Integrating Memento into a RAGFlow Pipeline #10041

fixitup8 · 2025-09-10T18:26:56Z

fixitup8
Sep 10, 2025

https://github.com/Agent-on-the-Fly/Memento

A RAGFlow pipeline typically ingests a user query, runs it through information‐extraction and retrieval stages, then augments an LLM prompt with retrieved context to generate an answer. To graft Memento’s memory-based continual-learning loop onto this pipeline, one can treat Memento as an external planning/memory service that sits alongside the retrieval and generation stages. In this design, an incoming query first triggers the usual RAGFlow steps (preprocessing, indexing, retrieval) to collect relevant documents or chunks. Before invoking the LLM, the pipeline calls Memento’s memory read process to fetch analogous past “cases” (experience tuples) that are relevant to the current query

These cases are then concatenated or injected into the LLM prompt as additional context (much like extra retrieved facts). The LLM then generates an answer. After generation (and any tool execution), a feedback signal (e.g. answer correctness) is passed back to Memento, which triggers the memory update (write) loop. In effect, Memento’s planner-executor-episodic memory architecture runs in parallel with the RAGFlow pipeline: the planner suggests subtasks (here, refining retrieval or answer strategy), the executor is the LLM (with optional tools), and the Case Bank accumulates (query, plan/answer, success) tuples. For example:

Step 1: User query → RAGFlow retrieval (documents, knowledge base lookup) → Preliminary context.
Step 2: Memory retrieval (Memento Case Bank) → fetch similar past cases based on query embedding
Step 3: Build prompt = query + retrieved documents + retrieved cases → LLM answer.
Step 4: Execute any tools or verify answer. Measure success/feedback.
Step 5: Memory write = store (query, answer, feedback) into the Case Bank (possibly only final step per trajectory

This loop can be summarized in pseudocode:

def handle_query(query, memory_bank, retrieval_index):
docs = retrieval_index.search(query) # RAG retrieval
cases = memory_bank.read_similar(query, top_k=K) # Memento memory read
prompt = compose_prompt(query, docs, cases) # combine context
answer = LLM.generate(prompt) # LLM generation
feedback = evaluate_answer(answer) # user or automatic feedback
memory_bank.write(case=(query, answer, feedback)) # Memento memory write
return answer

A typical RAGFlow pipeline (query analysis → multi-index retrieval → ranking → LLM answer) can be augmented by inserting Memento’s memory read/write steps. Retrieved past cases enrich the prompt before LLM generation, and post-answer feedback is used to update memory.

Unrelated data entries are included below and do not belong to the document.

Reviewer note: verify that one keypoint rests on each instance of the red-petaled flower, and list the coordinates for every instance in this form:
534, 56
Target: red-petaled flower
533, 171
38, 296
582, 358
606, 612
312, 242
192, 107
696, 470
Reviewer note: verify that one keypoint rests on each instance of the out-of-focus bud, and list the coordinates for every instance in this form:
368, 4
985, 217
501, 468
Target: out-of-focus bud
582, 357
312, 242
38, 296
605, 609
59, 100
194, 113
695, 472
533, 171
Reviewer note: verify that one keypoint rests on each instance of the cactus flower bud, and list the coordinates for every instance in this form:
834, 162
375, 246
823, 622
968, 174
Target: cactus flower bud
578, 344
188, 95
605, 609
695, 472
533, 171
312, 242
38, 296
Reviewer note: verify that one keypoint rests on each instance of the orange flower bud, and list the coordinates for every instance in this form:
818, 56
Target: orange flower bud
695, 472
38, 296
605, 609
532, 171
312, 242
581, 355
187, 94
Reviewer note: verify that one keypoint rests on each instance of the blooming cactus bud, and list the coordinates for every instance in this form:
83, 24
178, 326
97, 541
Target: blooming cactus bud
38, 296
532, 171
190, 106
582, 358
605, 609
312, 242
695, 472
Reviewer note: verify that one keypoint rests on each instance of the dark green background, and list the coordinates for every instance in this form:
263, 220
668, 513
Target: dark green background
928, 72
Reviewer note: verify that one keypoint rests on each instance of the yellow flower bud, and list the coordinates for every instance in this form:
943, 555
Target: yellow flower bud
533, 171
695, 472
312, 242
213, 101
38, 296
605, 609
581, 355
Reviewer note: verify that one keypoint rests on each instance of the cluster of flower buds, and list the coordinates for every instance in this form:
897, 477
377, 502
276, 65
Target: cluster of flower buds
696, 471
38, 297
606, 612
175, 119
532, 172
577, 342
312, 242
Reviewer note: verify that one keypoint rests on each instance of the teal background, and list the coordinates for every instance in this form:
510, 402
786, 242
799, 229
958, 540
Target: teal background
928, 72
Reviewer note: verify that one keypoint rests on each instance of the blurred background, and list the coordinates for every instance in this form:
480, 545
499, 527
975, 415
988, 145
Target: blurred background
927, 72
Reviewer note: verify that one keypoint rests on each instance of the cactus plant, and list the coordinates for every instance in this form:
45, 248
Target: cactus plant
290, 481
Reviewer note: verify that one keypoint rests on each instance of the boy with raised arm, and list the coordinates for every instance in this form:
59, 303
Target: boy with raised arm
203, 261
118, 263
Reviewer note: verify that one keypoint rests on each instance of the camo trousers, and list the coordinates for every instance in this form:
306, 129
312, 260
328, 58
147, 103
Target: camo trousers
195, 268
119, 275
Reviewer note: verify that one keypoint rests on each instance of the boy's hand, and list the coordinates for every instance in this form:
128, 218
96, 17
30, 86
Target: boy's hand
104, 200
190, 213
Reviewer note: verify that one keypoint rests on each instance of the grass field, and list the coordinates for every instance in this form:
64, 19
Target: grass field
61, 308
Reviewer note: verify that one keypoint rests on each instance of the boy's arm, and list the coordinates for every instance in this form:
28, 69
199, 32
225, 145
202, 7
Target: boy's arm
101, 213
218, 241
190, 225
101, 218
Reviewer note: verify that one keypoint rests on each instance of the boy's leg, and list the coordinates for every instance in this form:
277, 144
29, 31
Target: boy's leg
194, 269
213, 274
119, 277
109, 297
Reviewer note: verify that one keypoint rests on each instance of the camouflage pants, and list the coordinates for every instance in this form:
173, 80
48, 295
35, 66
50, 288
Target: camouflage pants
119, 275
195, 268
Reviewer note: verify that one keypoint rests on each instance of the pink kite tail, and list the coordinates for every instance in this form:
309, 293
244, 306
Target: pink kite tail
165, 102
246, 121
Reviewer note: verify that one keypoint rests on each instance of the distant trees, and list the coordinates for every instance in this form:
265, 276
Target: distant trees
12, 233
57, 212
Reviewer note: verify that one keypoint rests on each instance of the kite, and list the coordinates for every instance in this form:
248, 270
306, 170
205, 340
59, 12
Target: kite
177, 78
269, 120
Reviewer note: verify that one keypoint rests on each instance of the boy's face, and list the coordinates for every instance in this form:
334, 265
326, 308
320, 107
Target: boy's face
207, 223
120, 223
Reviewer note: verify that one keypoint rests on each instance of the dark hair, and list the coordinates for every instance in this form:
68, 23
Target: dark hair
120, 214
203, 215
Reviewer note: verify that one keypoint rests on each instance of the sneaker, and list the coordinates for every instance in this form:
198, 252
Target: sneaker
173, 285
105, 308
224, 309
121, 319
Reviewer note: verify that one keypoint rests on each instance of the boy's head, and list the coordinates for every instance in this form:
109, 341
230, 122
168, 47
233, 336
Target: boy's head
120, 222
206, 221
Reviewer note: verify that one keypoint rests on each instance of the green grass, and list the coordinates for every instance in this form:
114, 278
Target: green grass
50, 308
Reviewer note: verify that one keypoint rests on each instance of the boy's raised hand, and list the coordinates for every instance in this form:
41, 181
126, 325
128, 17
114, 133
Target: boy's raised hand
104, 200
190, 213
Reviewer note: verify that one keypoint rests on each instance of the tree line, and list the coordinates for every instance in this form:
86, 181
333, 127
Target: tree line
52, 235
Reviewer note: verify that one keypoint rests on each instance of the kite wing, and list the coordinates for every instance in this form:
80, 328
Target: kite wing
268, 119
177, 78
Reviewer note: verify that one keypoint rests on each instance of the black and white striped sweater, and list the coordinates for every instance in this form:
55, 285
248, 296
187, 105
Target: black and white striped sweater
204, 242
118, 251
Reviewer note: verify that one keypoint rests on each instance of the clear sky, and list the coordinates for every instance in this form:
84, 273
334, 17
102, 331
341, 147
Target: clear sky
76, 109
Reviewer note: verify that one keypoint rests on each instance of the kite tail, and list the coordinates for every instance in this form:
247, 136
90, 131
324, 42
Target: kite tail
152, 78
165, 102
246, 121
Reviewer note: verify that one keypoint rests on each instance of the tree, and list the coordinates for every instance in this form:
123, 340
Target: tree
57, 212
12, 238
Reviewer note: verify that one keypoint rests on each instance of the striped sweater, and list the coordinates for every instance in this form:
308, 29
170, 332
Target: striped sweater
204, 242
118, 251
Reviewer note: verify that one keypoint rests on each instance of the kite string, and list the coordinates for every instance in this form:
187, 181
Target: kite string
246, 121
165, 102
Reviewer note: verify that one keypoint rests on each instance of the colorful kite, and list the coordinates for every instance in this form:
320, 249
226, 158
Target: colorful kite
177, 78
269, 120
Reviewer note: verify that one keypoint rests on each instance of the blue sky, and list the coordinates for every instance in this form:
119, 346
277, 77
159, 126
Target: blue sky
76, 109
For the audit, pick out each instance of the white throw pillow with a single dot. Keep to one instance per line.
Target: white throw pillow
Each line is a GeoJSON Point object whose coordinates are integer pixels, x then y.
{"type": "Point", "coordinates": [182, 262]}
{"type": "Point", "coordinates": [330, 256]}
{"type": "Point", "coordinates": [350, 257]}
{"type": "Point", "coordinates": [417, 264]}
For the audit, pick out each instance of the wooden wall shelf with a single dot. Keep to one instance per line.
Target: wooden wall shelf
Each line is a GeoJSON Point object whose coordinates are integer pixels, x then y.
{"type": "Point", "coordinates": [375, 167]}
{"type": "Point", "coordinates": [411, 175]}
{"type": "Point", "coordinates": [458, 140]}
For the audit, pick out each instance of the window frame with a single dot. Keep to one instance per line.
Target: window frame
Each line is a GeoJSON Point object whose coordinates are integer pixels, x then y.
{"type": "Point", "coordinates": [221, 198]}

==================================
Managing Evolving Memory

Memento’s memory (the Case Bank) grows online as new queries are answered. To prevent uncontrolled growth and redundancy, Memento only writes a compact summary of each episode into memory. In practice, each “case” is stored as a tuple of (state, action, reward) – for example, (query, answer, success_flag) – and only the final step of each trajectory is written. This keeps the memory bank concise and informative. In the RAG context, this means each completed QA turn (or conversation turn) yields at most one memory entry. Care should be taken to prune or archive stale or low-value cases (e.g. duplicate queries or irrelevant answers) as the bank grows. One strategy is to limit the bank to the top-N most similar/valuable cases per query cluster, or to periodically remove very old entries.

During a multi-turn conversation or document session, the memory can evolve on two scales:

Session (short-term) memory: Store recent utterances and answers within the current dialog as a transient context. This can be kept in fast-access memory and optionally injected into each new prompt.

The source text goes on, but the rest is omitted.